Ideal strength and deformation-induced phase transformation of hcp metals Re, Ru, and Os: A first-principles study

The intrinsic mechanical properties, deformation-induced transformation, and electronic deformation mechanisms of hexagonal close-packed metals Re, Ru, and Os were systematically studied by density functional theory. The ideal strength, elastic moduli, and toughness parameter were fully presented. Os has the largest ideal strengths and moduli over Re and Ru. Although Re has larger moduli than Ru, its strength is smaller. Thus larger modulus does not mean larger strength. The toughness was predicted to be Re > Ru > Os, reversing brittleness. The ideal shear strength of the easiest slip direction is proposed to qualitatively predict the hardness. A hcp → fct → fcc phase transformation was achieved during [112¯0] uniaxial tension. The corresponding energy barriers are 0.29, 0.32, and 0.42 eV/atom for Re, Ru, and Os, respectively.
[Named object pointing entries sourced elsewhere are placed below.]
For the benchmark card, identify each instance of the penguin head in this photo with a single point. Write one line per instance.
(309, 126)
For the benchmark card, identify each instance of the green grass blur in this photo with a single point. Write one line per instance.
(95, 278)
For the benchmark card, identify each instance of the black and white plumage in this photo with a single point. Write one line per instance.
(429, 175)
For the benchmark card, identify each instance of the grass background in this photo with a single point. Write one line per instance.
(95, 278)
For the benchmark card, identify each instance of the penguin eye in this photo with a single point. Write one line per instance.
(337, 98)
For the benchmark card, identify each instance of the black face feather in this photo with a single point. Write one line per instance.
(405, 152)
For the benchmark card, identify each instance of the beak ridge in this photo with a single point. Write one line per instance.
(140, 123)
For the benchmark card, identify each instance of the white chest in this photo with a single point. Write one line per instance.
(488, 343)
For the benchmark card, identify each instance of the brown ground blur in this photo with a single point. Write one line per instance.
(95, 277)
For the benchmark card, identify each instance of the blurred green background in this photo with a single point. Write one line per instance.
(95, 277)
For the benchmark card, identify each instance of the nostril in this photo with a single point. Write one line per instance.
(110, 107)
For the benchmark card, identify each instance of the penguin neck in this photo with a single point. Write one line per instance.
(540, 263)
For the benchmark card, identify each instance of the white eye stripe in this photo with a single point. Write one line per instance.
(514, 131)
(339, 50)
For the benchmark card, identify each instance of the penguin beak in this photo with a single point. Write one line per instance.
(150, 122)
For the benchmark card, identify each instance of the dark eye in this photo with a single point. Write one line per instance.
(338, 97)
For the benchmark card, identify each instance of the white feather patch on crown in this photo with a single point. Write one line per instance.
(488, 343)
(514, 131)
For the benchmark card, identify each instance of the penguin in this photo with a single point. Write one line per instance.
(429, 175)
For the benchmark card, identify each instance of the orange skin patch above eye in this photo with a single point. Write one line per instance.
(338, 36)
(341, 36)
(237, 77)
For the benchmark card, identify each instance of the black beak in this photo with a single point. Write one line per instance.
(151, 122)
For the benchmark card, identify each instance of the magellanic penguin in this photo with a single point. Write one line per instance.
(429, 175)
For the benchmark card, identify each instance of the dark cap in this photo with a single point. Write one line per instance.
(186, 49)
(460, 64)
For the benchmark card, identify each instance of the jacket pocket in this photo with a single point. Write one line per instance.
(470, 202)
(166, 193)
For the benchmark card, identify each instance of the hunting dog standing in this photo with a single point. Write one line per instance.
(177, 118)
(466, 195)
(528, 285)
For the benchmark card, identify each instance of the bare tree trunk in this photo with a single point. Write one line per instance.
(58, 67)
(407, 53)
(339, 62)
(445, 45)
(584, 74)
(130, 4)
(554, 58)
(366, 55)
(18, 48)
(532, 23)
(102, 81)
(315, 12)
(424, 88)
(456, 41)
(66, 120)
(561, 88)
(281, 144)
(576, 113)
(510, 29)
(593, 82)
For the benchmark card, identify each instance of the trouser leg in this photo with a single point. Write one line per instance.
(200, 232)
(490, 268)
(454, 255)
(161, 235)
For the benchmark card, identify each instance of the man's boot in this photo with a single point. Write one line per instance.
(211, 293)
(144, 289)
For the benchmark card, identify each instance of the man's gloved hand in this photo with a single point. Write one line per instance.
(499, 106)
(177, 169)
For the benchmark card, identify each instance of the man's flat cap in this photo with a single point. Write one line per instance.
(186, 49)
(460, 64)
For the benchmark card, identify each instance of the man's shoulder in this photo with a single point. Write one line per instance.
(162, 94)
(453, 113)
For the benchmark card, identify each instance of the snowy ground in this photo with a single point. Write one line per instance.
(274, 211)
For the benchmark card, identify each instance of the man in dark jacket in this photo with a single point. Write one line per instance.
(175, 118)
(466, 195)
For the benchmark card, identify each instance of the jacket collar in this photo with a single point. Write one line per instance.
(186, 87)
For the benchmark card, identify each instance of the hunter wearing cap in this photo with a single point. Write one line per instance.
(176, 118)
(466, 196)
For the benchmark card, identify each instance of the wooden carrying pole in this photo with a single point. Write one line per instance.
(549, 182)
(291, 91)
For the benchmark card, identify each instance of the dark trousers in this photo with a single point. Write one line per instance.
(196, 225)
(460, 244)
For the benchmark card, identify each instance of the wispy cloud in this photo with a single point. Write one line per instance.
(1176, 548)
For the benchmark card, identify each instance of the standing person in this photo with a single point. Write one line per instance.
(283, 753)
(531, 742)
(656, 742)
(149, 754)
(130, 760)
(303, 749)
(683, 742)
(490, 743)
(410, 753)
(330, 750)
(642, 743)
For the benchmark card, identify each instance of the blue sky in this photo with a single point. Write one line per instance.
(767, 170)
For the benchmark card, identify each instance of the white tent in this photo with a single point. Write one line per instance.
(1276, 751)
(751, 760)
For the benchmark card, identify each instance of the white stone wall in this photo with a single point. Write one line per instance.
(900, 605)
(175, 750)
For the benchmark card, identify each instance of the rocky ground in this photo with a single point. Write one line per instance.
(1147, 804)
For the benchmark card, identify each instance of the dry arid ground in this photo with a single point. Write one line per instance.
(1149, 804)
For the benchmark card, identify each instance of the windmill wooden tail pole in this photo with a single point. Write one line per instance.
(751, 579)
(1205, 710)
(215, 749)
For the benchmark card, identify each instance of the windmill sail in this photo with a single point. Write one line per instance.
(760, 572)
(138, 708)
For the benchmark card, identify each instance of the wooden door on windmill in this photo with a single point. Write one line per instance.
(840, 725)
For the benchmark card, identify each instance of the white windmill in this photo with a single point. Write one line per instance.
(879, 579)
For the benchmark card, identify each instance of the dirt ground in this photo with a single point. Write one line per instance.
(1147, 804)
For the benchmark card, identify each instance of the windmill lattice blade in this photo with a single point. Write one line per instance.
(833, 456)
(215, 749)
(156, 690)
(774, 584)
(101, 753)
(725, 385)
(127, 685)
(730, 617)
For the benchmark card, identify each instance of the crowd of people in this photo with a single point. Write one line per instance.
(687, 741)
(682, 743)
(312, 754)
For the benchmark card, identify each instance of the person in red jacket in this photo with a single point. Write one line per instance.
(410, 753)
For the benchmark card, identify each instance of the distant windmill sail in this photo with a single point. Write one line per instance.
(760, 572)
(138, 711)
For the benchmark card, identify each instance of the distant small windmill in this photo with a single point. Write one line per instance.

The electronic mechanism underlying yielding was clarified to be bond breaking accompanying disappearance of “pseudo-gap”. The flow of electron accumulation between charge depletion accommodates the structural transition.

► Ideal strengths of hcp metals Re, Ru, and Os were reported for the first time. ► An hcp → fct → fcc phase transformation was found generally by [112¯0] tension. ► The ideal shear strength is shown to be a good predictor of hardness. ► Variation in electronic structure accommodates yielding at the critical strain.